As a private company, though, if PG&E is determined to declare insolvency, there’s nothing the state can do to stop it, says Sean Hecht, a law professor at UCLA and the co-director of the Emmett Institute on Climate Change and the Environment. It’s also true that there’s no guarantee a bailout would result in the type of greater oversight Wara envisions—without strong oversight it could end up meaning that the company still opts to divert focus from fire prevention for the upcoming season to recoup costs for the utility’s creditors.

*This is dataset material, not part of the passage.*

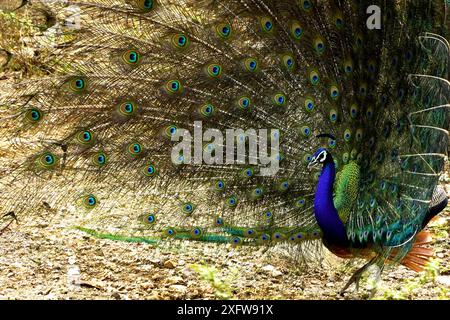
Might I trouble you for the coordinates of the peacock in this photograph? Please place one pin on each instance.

PG&E has two weeks before it’s allowed to officially file for bankruptcy. If it decides to do so, this would not be the first time PG&E has turned to a bankruptcy court in the midst of a crisis. (The company filed for bankruptcy in 2001 following rolling blackouts that ultimately cost the state billions, and the debt was passed on to ratepayers.) A lot can happen in two weeks—newly inaugurated Gov. Gavin Newsom has only been in office for about one week. There’s no clear consensus about what course of action he could take to protect taxpayers, ratepayers, and current and future fire victims alike. All we can say for certain is that the cost of safely providing electricity in California isn’t going down anytime soon.